Understanding the Response

A successful API call returns a JSON object with the following structure:

{
  "id": "msg_01ABC123...",
  "type": "message",
  "role": "assistant",
  "content": [
    {
      "type": "text",
      "text": "Hello! How can I help you today?"
    }
  ],
  "model": "claude-sonnet-4-20250514",
  "stop_reason": "end_turn",
  "stop_sequence": null,
  "usage": {
    "input_tokens": 10,
    "output_tokens": 12
  }
}

Key fields to note:

  • content: An array of content blocks (usually one text block).
  • stop_reason: Why the response ended – "end_turn" means Claude finished naturally.
  • usage: Token counts for billing and monitoring.
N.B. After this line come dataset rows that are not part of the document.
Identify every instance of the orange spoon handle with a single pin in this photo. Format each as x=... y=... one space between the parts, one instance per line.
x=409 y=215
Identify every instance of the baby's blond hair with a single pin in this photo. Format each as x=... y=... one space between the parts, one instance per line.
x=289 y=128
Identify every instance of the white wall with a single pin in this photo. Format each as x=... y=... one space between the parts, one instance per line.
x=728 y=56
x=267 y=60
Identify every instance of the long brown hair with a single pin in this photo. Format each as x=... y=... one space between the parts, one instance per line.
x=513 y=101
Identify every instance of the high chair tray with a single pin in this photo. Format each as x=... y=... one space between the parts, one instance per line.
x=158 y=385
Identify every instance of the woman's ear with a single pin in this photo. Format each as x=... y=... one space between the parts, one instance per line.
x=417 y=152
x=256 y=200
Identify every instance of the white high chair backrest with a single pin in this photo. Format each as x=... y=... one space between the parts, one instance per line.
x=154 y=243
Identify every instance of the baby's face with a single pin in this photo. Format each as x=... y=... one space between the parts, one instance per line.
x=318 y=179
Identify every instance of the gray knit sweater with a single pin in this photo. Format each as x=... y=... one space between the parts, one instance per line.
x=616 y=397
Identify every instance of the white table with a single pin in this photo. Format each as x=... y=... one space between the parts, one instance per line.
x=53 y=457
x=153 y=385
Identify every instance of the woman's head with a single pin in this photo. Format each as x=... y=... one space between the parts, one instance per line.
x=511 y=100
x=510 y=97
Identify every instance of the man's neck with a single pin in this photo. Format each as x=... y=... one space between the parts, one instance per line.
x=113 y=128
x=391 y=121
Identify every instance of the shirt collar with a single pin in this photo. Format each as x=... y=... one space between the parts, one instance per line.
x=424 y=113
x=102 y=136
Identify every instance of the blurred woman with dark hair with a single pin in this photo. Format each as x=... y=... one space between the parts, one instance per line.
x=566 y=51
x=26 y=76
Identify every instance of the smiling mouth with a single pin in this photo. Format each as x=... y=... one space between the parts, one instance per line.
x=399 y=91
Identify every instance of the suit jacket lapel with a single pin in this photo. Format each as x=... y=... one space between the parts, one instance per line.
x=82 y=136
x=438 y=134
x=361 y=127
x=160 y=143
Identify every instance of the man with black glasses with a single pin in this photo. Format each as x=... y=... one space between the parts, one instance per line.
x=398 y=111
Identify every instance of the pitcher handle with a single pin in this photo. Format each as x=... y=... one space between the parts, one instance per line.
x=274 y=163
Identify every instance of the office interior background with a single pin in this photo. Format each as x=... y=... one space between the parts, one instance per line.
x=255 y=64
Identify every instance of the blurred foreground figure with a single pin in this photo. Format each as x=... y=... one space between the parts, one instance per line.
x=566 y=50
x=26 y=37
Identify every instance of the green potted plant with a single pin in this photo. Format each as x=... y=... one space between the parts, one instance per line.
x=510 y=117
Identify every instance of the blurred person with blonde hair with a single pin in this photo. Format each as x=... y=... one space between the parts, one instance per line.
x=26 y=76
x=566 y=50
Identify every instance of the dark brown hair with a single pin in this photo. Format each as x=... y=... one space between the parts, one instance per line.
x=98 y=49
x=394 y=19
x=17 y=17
Next Steps: Core API Patterns

Now that you've made your first call, here are the essential patterns you'll use in every integration:

Multi-turn Conversations

Send a conversation history to maintain context:

message = client.messages.create(
    model="claude-sonnet-4-20250514",
    max_tokens=1024,
    messages=[
        {"role": "user", "content": "What's the capital of France?"},
        {"role": "assistant", "content": "The capital of France is Paris."},
        {"role": "user", "content": "What is it known for?"}
    ]
)

System Prompts

Set Claude's behavior with a system prompt:

message = client.messages.create(
    model="claude-sonnet-4-20250514",
    max_tokens=1024,
    system="You are a helpful assistant that speaks like a pirate.",
    messages=[
        {"role": "user", "content": "Tell me about the weather."}
    ]
)

Handling Stop Reasons

The stop_reason field tells you why Claude stopped:

  • "end_turn" – Claude finished naturally.
  • "max_tokens" – The response was cut off; you may need to continue.
  • "stop_sequence" – A custom stop sequence was triggered.
  • "tool_use" – Claude wants to call a tool (advanced).

What's Next?

You've completed the quickstart! Here's what to explore next:

  • Models overview – Compare Claude models by capability, speed, and cost.
  • Features overview – Dive into tools, context management, structured outputs, and more.
  • Client SDKs – Reference docs for Python, TypeScript, Java, and other languages.
  • Messages API guide – Master multi-turn conversations, system prompts, and advanced patterns.

Key Takeaways

  • Get your API key from the Anthropic Console and store it securely as an environment variable.
  • The Messages API is the core interface – send a model, max_tokens, and an array of messages.
  • Use the official SDKs (Python, TypeScript, Java) for cleaner code and built-in error handling.
  • Understand the response – especially content, stop_reason, and usage – to build robust integrations.
  • Start simple with a single-turn call, then layer in system prompts, conversation history, and advanced features.